Именно так. Но не из-за этого я покинул ваш дом.
У Рахели Шифриной была очень высокая температура. От влажных простыней, которыми родители окутывали ее тело, подымался пар. Кипящий, страдающий мозг порождал видения, которые не исчезали, даже когда девочка закрывала глаза.
На утро третьего дня эти видения усилились и стали такими яркими, что госпожа Шифрина сама увидела, как они витают над мокрой головкой дочери. Она испустила пронзительный и испуганный крик, и не успел еще ее муж запрячь лошадь в коляску, как жена уже схватила девочку на руки и побежала с ней, как безумная, из мошавы Киннерет в шотландский госпиталь, что в Тверии[67], всю дорогу крича, и спотыкаясь, и то и дело останавливаясь, чтобы окунуть ее в холодные киннеретские воды.

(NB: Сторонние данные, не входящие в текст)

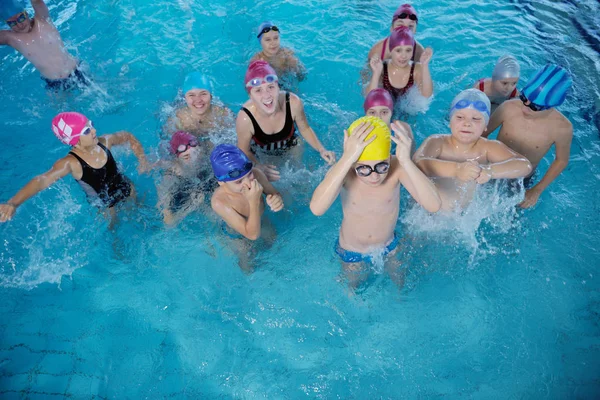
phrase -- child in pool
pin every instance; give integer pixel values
(399, 74)
(185, 183)
(282, 59)
(90, 162)
(502, 85)
(369, 181)
(238, 200)
(531, 125)
(200, 116)
(38, 40)
(463, 159)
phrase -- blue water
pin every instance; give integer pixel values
(501, 304)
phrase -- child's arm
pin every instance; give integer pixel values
(417, 184)
(274, 199)
(122, 137)
(248, 227)
(306, 131)
(426, 84)
(59, 170)
(504, 163)
(426, 158)
(328, 190)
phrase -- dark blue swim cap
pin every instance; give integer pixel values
(229, 163)
(549, 86)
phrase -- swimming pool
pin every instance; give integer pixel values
(503, 305)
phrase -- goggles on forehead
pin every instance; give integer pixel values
(259, 81)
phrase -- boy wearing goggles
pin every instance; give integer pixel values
(38, 40)
(463, 159)
(282, 59)
(531, 125)
(369, 180)
(238, 200)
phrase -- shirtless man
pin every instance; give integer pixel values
(200, 116)
(282, 59)
(38, 40)
(462, 160)
(369, 181)
(531, 125)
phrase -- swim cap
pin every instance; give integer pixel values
(549, 86)
(258, 69)
(378, 97)
(378, 149)
(196, 80)
(402, 36)
(10, 8)
(67, 127)
(506, 67)
(179, 138)
(405, 9)
(266, 24)
(229, 163)
(474, 99)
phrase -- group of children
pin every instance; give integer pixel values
(442, 174)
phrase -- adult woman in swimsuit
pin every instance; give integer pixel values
(267, 120)
(90, 162)
(399, 74)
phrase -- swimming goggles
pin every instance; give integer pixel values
(477, 105)
(259, 81)
(236, 173)
(183, 147)
(532, 106)
(22, 17)
(412, 17)
(366, 170)
(267, 29)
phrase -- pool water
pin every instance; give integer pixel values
(500, 303)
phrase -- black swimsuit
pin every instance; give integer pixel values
(106, 183)
(284, 139)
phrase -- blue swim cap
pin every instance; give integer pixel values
(229, 163)
(549, 86)
(196, 80)
(261, 27)
(10, 8)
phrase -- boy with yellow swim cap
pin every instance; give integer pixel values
(369, 180)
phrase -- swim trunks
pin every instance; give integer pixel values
(76, 78)
(348, 256)
(282, 140)
(105, 186)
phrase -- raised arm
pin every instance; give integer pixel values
(59, 170)
(561, 160)
(329, 189)
(306, 131)
(41, 9)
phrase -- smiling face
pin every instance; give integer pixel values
(505, 86)
(467, 125)
(270, 43)
(401, 55)
(265, 97)
(382, 112)
(198, 100)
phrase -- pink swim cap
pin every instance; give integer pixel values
(378, 97)
(402, 36)
(258, 69)
(67, 127)
(179, 138)
(406, 9)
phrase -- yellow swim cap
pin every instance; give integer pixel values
(378, 149)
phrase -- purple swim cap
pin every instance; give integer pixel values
(402, 36)
(378, 97)
(229, 163)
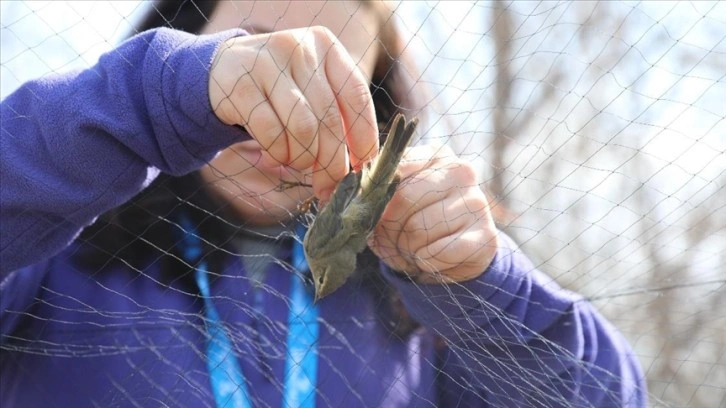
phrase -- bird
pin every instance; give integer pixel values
(341, 229)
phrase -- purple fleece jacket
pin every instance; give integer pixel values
(78, 144)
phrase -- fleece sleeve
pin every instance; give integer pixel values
(78, 144)
(515, 338)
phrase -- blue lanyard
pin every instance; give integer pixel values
(301, 365)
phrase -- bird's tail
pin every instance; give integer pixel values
(384, 166)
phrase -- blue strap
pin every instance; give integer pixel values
(225, 375)
(301, 365)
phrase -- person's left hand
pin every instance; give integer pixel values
(438, 227)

Лицо врача помрачнело. Он проверил девочке слух, посветил ей фонариком в глаза, уколол иголкой большие пальцы ее ног.
«Воспаление мозга», — сказал он. Но не успел он дать ей лекарство, как ее температура вдруг, как по волшебному мановению, начала падать сама собой — возможно, из-за прохлады, которую источали толстые госпитальные стены, а возможно — из-за белизны этих стен и больничной белизны простыней.
Прошел день, и прошла ночь, и видения исчезли совсем, но все вокруг потемнело, и эта темнота не исчезла даже тогда, когда Рахель очнулась, села в кровати и открыла глаза.
— Зажги лампу, мама, — сказал она вдруг таким же звонким, ясным и здоровым голосом, как раньше. — Уже вечер.